U.S. Automakers, the Economy, and Aid

The Big 3 U.S. automakers are in trouble and are asking the government for help. They are asking for aid during a time when the public was against the rescue plan for the financial sector. They are asking for aid during a time when the public scowls in dismay at the total compensation upper executives receive; even when their companies have a negative return. To politicize matters, Speaker Pelosi’s proclamation for help was not done in a bipartisan manner (but that’s a story in itself).

Thirty years ago the public faced rising prices at the gas pump. As more Americans switched from a U.S. brand to vehicles made by a foreign company, Americans discovered not only were foreign cars more fuel efficient, they were more reliable. Fortunately, the Reagan administration brokered a deal to get foreign automakers to build assembly plants in the United States.

Thirty years later, the foreign automakers still have the most reliable cars and have expanded their offerings into moderate and luxury sedans. Toyota, Honda, and Hyundai have assembly plants employing U.S. workers. Meanwhile, during the same time frame the U.S. automakers moved from gas-guzzling sedans to the gas-guzzling SUV and truck market. Now that’s progress!

The Big 3 not only missed the boat thirty years ago, they continued to give the fuel-efficient, reliable auto market to the foreign companies. Look at the numbers! The foreign automakers continue to have a more efficient business operation. As Honda takes 10 days to convert a plant to produce a different model, the Big 3 seek government aid for retooling.

Although their failure during the past thirty years is obvious, the auto industry was a big part of the industrial backbone of the United States during the 20th century. Although the industrial age is over, the auto industry is still an important component in the 21st century. Today, they are in trouble; in trouble during a difficult economic time: a time when unemployment is already of 14%; in trouble because of a lack of vision, lack of response, and profound arrogance of both executives and the UAW.

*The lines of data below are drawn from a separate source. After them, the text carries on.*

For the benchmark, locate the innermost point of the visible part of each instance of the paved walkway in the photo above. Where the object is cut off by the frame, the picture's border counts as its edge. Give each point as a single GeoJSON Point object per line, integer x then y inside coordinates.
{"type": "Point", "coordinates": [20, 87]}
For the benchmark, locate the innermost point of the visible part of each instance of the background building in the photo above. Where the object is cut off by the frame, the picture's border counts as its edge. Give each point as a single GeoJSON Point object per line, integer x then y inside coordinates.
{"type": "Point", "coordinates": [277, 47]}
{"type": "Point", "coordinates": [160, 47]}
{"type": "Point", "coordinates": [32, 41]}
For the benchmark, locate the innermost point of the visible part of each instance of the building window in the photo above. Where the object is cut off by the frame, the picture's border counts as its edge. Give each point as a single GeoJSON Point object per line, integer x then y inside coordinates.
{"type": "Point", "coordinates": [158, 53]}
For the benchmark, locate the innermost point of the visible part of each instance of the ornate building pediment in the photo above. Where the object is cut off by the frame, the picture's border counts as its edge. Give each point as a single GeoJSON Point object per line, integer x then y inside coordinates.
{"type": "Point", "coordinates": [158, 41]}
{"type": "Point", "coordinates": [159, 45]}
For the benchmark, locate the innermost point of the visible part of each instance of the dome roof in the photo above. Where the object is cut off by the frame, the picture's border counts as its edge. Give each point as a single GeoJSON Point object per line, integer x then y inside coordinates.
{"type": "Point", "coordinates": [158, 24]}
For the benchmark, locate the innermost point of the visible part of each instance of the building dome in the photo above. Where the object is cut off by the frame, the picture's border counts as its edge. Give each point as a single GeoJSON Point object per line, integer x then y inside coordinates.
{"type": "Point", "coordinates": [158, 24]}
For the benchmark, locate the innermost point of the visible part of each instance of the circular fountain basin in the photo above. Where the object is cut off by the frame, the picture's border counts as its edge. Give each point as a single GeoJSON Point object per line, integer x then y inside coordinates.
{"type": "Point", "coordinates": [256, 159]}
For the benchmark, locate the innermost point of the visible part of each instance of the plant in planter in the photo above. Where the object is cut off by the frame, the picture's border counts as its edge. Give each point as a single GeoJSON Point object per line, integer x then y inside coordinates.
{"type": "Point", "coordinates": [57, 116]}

Ladies and gentlemen, this aid is not about the Big 3, it’s about we the people. If allowed to go under or tremendously downsized, many Americans would be out of a job. Their spending, the decreased demand on goods and services would ripple across our economy. With less income because fewer people working, local government will either cut services and/or employment to be within a budget. As a matter of fact, that’s already happening. States too are already affected.

For every auto assembly line worker there are 7.5 workers in the supply chain. A collapse or downsizing by the Big 3 would have a strong domino effect to other companies, workers, and communities.

Saying our country’s economy is in “difficult times” may be an understatement. It’s not President Bush’s fault, but his decisions helped. It’s not Congress’s fault, but their legislation helped. All of Washington has played a role in some way over the past thirty years. It’s not the union’s fault, but they played a role. It’s not the fault of corporate greed or desiring lower costs, but poor executive decisions have played a bigger role than they would admit.

I keep wondering why anyone would want to be president with the economy in such a mess; let along all the other important challenges on the current plate. Seems the winner has reason to ask for a recount. By the way, partisan Republicans, get a grip- the economic situation is not President-elect Obama’s fault!

The situation is what it is – serious! President-elect Obama and the new Congress have no choice but to attack our economic situation; and that includes propping up an industry that has failed to meet consumer demands: let alone funding employment -related issues as rebuilding infrastructure and developing alternative energies. All of this is for us – Americans worker and our households – and at the expense of an ever growing deficit. Ouch!